Ao todo, US$ 92,1 milhões foram transferidos para essas contas bancárias da Cresswell pela Odebrecht, entre setembro de 2012 e dezembro de 2014. Ao mesmo tempo, a construtora brasileira garantia a sua posição em quatro grandes obras públicas do metro na Venezuela, quando Haiman El Troudi era o responsável político por esses projetos.

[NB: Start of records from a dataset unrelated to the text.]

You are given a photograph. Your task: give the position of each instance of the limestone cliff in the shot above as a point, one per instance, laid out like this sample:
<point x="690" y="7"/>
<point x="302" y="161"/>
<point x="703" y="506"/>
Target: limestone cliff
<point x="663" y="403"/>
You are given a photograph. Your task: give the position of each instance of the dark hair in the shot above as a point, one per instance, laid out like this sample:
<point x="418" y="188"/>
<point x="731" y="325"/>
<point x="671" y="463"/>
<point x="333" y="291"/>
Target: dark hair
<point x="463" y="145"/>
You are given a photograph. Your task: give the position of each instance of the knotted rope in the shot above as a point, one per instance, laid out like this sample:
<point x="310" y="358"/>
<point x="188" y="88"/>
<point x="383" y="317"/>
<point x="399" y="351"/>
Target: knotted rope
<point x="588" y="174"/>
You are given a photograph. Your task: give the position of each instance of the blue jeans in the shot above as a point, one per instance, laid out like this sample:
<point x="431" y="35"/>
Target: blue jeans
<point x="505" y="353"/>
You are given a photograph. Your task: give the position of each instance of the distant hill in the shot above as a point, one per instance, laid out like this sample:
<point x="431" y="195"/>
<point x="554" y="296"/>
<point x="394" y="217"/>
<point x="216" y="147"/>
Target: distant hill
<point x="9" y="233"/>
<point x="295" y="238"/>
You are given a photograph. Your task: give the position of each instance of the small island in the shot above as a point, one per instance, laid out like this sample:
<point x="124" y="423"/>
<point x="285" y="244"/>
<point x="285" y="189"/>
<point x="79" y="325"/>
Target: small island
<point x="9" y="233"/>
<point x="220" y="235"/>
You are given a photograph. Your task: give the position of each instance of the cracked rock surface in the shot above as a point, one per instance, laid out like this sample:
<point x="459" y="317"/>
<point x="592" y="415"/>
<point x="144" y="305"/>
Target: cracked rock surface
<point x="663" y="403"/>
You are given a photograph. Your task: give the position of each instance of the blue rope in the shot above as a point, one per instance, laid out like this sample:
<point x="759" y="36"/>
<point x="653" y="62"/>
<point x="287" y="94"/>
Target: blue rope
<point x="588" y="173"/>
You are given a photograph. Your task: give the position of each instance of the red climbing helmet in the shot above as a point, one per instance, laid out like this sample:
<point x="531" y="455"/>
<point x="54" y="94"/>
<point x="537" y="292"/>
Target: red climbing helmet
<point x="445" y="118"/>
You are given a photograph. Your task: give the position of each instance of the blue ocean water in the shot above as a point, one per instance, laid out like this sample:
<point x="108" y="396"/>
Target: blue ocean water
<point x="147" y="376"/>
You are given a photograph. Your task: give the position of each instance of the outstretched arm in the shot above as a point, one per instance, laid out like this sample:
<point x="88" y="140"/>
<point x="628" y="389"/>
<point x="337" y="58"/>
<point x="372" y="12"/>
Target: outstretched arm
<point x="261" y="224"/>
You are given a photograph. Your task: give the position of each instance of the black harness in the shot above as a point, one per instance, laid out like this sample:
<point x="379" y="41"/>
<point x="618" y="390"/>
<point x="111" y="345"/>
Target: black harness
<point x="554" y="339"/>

Mais de US$ 40 milhões acabaram, mais tarde, em contas bancárias na Suíça.
O marido de Maria Eugénia Zacarias não só era ministro das Obras Públicas e presidente do metrô de Caracas desde maio de 2013, como acumulava essa função com outra que já tinha desde 2010: a de presidente do metrô de Los Teques, nos arredores da capital, incluído nas obras da Odebrecht.
O montante de dinheiro canalizado pela Odebrecht para a Cresswell já tinha sido revelado por uma investigação anterior do ICIJ, Bribery Division, mas haviam dúvidas sobre até que ponto o ministro era o verdadeiro beneficiário daquela companhia offshore.
Extraditado em julho deste ano para os Estados Unidos, a pedido de um tribunal em Houston, pelo seu envolvimento na lavagem de mais de US$ 1 bilhão com origem na petrolífera estatal venezuelana PDVSA, Paulo Murta é um antigo gestor de um albergue e restaurante na Suíça (Auberge La Balance, em Daillens), que passou a trabalhar na Gestar, uma empresa especializada em serviços fiduciários que a família Espírito Santo constituiu na Suíça, em 1981, para gerir os seus próprios ativos e as ações de alguns dos seus clientes bancários, ajudando-os a ocultar as suas fortunas, com uma carteira que chegou a ter mais de 1,2 mil companhias offshore.
Em ofício enviado em 8 de janeiro de 2020 por uma das procuradoras do processo-crime principal do Banco Espírito Santo para uma colega que trabalhava num outro inquérito-crime aberto pelo Ministério Público em 2018, é dito que, apesar de um cidadão venezuelano de nome Leopoldo José Briceño Punceles ter sido apresentado como “titular formal” da Cresswell Overseas, foi reunida “prova suficiente [sobre o fato de] que esta entidade pertence na realidade a Maria Eugénia Zacarias, esposa de Haiman El Troudi”.
Embora a Odebrecht não seja mencionada no processo-crime do BES, o Expresso confirmou que o outro inquérito-crime aberto, entretanto, em 2018, no Departamento Central de Investigação e Ação Penal (DCIAP) em Portugal, tem a ver com subornos pagos por aquela construtora brasileira.
O cruzamento do Pandora Papers e dos arquivos do processo-crime principal do BES com o que já foi descoberto em 2019 na investigação Bribery Division permite entender o resto da história.
De acordo com o que o Armando.info, o jornal Miami Herald e o site brasileiro Poder360 publicaram durante os Bribery Division, o venezuelano identificado pelo Ministério Público em Portugal como advogado de Maria Eugénia, Luís Delgado Contreras, foi denunciado por três delatores do caso da Operação Lava Jato, no Brasil, como sendo o homem que serviu de intermediário para negociar com a Odebrecht a aprovação dos contratos de obras públicas com as empresas do metrô de Caracas e do metrô Los Teques.
Delgado Contreras era tratado na Odebrecht pelo nome de código “Camelo” e foi descrito como sendo próximo do ministro El Troudi.
As denúncias foram feitas à equipe da Lava Jato, no Brasil, por Alessandro Dias Gomes e por Euzenando Azevedo, funcionários da construtora brasileira na Venezuela.
Segundo Dias Gomes, “Camelo” cobrava 2% do valor das obras, sendo que o total de comissões ultrapassaram os US$ 100 milhões e esses pagamentos foram feitos por meio da Cresswell Overseas. Um outro quadro da Odebrecht, Vinicius Veiga, também contou como aquela companhia offshore foi usada para a construtora brasileira pagar subornos.